Kohei Nawa, working in Japan, has encrusted found objects in transparent glass beads, creating surfaces that simultaneously reveal and obscure, the original form visible only as a rumor beneath layers of refraction. Chris Levine, best known for his lenticular portraits and his long collaboration with subjects including Queen Elizabeth II, has developed a practice that treats light itself as pigment, building images that shift and breathe depending on where the viewer stands. Karla Black brings an entirely different register to the conversation. Working with translucent materials including cellophane, polythene, and powdered pigment, she creates large scale hanging sculptures that billow and pool in gallery spaces.

Chris Levine
Equanimity (Crystal Edition)
There is nothing precious about her handling of materials, yet the results are genuinely luminous. Paola Pivi, whose practice ranges from polar bears to feathered installations, has also engaged the translucent register through works that use light and material together to produce experiences of disorientation and delight. Meanwhile Do Ho Suh, the Korean American artist celebrated for his architectural fabric sculptures, renders the walls and corridors of remembered homes in sheer translucent polyester, so that the structures of the past become simultaneously present and ghostly. What unites figures as different as an ancient Levantine glassblower and a Seoul born sculptor working in London is a shared intuition about what translucence makes possible.

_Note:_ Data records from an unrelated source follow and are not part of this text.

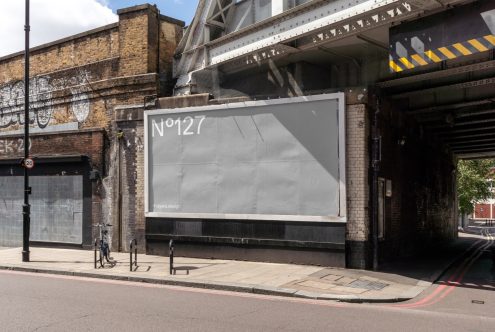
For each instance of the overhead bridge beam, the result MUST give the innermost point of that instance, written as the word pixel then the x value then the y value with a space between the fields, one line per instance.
pixel 318 22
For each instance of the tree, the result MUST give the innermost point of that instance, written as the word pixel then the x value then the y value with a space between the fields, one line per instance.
pixel 472 182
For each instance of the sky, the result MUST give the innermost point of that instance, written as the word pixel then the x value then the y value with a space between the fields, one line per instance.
pixel 54 19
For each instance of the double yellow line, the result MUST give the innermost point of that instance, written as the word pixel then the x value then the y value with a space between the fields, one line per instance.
pixel 456 50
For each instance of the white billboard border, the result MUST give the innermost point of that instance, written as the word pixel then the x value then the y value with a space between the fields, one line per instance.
pixel 340 96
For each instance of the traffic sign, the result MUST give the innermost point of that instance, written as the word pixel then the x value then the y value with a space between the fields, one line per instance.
pixel 28 163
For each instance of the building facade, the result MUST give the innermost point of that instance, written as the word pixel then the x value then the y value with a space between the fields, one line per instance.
pixel 314 132
pixel 75 85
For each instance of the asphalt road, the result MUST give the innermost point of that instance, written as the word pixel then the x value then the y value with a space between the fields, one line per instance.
pixel 36 302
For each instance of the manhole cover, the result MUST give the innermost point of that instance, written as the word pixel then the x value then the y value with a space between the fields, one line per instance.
pixel 366 284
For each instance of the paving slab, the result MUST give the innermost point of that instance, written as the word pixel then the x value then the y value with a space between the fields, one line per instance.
pixel 401 283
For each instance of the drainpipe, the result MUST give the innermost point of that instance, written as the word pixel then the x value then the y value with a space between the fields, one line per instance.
pixel 375 165
pixel 120 136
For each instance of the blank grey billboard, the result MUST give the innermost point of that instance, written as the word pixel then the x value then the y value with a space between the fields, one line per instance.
pixel 266 160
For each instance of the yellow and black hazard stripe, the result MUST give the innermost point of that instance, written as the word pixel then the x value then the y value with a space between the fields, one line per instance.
pixel 456 50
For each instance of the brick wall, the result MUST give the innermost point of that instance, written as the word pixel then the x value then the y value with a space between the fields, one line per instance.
pixel 357 163
pixel 482 211
pixel 75 84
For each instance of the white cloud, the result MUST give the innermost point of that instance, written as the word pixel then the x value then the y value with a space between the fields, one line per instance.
pixel 50 20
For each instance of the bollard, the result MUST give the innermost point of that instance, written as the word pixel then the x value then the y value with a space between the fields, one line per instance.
pixel 171 255
pixel 135 254
pixel 96 248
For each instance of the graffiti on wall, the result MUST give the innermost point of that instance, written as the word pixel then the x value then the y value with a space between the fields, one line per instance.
pixel 41 99
pixel 12 145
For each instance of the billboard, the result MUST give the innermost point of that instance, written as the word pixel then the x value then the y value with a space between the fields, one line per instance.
pixel 279 159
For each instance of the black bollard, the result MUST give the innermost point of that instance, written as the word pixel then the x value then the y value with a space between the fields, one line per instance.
pixel 171 255
pixel 96 248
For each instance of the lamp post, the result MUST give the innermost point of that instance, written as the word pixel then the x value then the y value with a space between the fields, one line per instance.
pixel 26 207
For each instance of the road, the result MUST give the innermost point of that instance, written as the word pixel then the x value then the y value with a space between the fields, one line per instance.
pixel 37 302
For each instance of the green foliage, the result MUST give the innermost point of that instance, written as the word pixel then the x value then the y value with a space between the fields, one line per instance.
pixel 472 184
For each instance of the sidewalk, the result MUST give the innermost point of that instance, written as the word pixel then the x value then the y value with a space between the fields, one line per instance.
pixel 397 283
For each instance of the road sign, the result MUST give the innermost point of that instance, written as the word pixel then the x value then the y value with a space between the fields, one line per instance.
pixel 29 163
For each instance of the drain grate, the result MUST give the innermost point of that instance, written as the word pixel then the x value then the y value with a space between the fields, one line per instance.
pixel 366 284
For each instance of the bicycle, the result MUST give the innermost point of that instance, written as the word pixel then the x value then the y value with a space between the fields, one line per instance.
pixel 104 245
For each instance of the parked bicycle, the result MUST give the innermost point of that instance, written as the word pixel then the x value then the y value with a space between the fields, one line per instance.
pixel 103 244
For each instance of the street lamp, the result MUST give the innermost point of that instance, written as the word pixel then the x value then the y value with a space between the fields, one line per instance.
pixel 26 207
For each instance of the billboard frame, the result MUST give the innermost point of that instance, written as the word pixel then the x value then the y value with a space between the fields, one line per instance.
pixel 340 96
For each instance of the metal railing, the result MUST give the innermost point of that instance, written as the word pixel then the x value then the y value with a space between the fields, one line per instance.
pixel 133 245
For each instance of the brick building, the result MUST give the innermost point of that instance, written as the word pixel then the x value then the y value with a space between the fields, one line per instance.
pixel 75 84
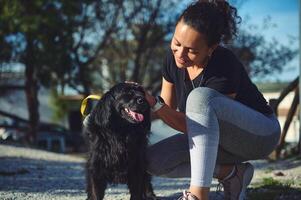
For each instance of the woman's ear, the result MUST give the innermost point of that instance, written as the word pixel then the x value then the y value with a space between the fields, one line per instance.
pixel 211 49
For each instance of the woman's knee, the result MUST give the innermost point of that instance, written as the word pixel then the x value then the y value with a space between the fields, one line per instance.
pixel 199 98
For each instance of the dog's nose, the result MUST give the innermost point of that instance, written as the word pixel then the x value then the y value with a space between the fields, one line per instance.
pixel 140 100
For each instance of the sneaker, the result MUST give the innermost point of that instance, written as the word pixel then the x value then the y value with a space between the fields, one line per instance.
pixel 187 196
pixel 236 185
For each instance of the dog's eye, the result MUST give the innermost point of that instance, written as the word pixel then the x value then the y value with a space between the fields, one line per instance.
pixel 131 93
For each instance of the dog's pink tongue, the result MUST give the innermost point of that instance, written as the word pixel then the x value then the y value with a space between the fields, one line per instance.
pixel 137 116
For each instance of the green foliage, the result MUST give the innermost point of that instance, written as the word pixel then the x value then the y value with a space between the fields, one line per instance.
pixel 58 106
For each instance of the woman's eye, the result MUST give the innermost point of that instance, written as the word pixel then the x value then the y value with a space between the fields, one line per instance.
pixel 192 51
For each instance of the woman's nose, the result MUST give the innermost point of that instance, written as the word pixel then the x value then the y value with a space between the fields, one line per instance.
pixel 140 100
pixel 181 52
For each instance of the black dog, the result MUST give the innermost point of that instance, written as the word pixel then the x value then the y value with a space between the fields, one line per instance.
pixel 118 129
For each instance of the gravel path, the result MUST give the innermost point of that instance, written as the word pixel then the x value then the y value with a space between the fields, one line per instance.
pixel 39 175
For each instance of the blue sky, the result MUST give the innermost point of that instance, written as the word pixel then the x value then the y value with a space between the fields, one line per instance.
pixel 283 13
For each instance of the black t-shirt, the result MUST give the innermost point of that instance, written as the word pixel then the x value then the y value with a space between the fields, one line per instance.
pixel 224 73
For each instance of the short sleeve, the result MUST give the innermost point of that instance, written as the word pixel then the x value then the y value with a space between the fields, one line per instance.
pixel 168 68
pixel 225 73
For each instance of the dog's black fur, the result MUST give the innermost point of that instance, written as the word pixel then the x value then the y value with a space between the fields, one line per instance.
pixel 118 142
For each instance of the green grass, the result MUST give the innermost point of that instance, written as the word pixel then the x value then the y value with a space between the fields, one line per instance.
pixel 271 189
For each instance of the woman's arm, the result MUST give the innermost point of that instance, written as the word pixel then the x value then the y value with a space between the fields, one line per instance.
pixel 168 112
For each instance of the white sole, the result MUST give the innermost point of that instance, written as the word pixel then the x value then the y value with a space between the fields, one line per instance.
pixel 248 175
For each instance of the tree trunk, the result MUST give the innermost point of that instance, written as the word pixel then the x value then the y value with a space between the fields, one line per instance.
pixel 31 91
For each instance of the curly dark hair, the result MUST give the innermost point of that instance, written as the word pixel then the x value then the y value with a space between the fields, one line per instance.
pixel 216 19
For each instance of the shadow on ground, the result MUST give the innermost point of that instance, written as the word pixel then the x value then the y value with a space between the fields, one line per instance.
pixel 30 175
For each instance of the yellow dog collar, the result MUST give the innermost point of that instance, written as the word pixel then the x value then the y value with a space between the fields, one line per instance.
pixel 85 101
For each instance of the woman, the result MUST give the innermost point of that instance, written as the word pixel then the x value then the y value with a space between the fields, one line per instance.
pixel 224 118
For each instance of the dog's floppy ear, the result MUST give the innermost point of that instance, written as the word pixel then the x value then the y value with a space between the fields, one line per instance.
pixel 103 110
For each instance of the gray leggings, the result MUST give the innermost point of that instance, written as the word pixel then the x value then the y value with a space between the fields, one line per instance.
pixel 219 131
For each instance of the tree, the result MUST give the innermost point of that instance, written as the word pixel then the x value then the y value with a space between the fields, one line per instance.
pixel 39 35
pixel 137 50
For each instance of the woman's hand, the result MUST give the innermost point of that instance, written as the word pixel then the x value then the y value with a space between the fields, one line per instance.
pixel 149 98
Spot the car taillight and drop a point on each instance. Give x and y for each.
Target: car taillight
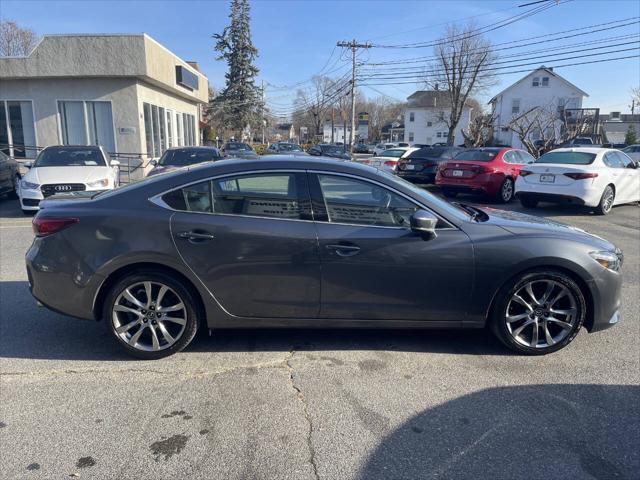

It allows an object to be in two states at once: opaque enough to exist as a thing, transparent enough to point beyond itself. Roy Lichtenstein, not typically associated with this tendency, nonetheless engaged it through his explorations of reflected light in his late mirror paintings, where the depicted reflections never quite cohere into a stable image. Ai Weiwei, whose conceptual range encompasses the monumental and the intimate alike, has used materials including crystal and glass in ways that invoke both the weight of history and the fragility of the present moment. To collect works in the translucent register is to accept a certain instability.
These are not works that look the same from one hour to the next, from one season to the next. They respond to the light in a room, to the angle of the sun through a window, to the presence of a viewer moving through the space. That responsiveness is not a limitation. It is the point.
The works gathered around this theme on The Collection ask something particular of their owners: not just to acquire, but to look again, and then again, each time finding the work slightly changed and finding yourself changed along with it.